How A-1 Got Its Name, And Other Tall Tales

No meme is safe.

“So in the middle of the Civil War,” it says, “someone was like, You know what this country needs? A delicious steak sauce.”

And therein hangs a tale.

See, back in the day, the armies didn’t generally carry enough food with them, and there was no department tasked with growing, slaughtering, curing, and then transporting meat. Folks bid on government contracts, and would haul pickled beef in barrels down on wagons. Thing about government contracts is, they all went to the low bidder. Now, there’s lots of ways to get the low bid on providing barrels of beef, and none of them improve the quality of the steaks and roasts. There’s stories of finding a horse’s harness in the cask, though I find that hard to credit: good tack was expensive.

At any rate, some bright spark got the idea that you could eat anything with a spicy enough sauce. This one was manufactured in England; someone had invented it back in 1831, and so they began importation. It did about half the job; spoiled beef went down easier, but it still sometimes refused to stay down — or it just kept right on going, only faster. Either way it wasn’t a grand experience for the soldier boys. Memorable, but not pleasant.

The beef, it should be mentioned, came in casks marked BEEF, SALT and beneath that GRADE A-1 FRESH — hence the name of the sauce, since that was the only way to force A-1 beef down. Some of the company wits offered to hold out for the Grade B beef on the theory that they weren’t fancy eaters, but nobody believed them.

Well, the Southern boys had the same problem only worse, as it happens, since they mostly ate captured Northern beef — the same, only that much older.

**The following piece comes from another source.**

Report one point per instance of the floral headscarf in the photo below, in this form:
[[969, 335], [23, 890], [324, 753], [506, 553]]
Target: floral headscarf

But John Bell Hood’s troops hailed from Texas and thereabouts, where chili had been invented in the prison system in order to… well, to extend the shelf life of rough-cured beef, as they might say. Chilification worked fair enough, but without the A-1 sauce, the taste just wasn’t worth the effort of chewing, not either time it passed by.

Now some of the boys were from Louisiana — the Louisiana Tigers, they were called; right devils in battle, and none too well-behaved outside of it. And they’d heard of a farmer named Maunsel White from out by Ayers Island who brewed a sauce from Tabasco peppers.

They had some shipped up from home with the next train load of replacements, and it was a treat on the march north toward Gettysburg. Reports have it that it worked an almost magical cure on the meat, which eventually stopped its twitching and laid down flat for the cooks. Unfortunately for the Reb Army, they returned south with such unseemly haste that two full casks of the sauce were left on the northern bank of the Potomac down at White’s Ferry.

Now, the official company history will dispute the source of the recipe, but nobody contests that, when Maryland native Edmund McIlhenny moved to Louisiana after the War, he started manufacture and distribution of Tabasco sauce straightaway, and it was quite popular among returning veterans.

But the poor Union boys had to make do with A1 sauce, which somehow (God only knows how) stayed in production until Kraft bought the license some years later.

As you can see, the “1862” is a bit of a fib, but like most tall tales it’s mostly true. At least in the parts that count.


The Not Fake News runs on Grade B coffee these days, and no sauce on earth helps.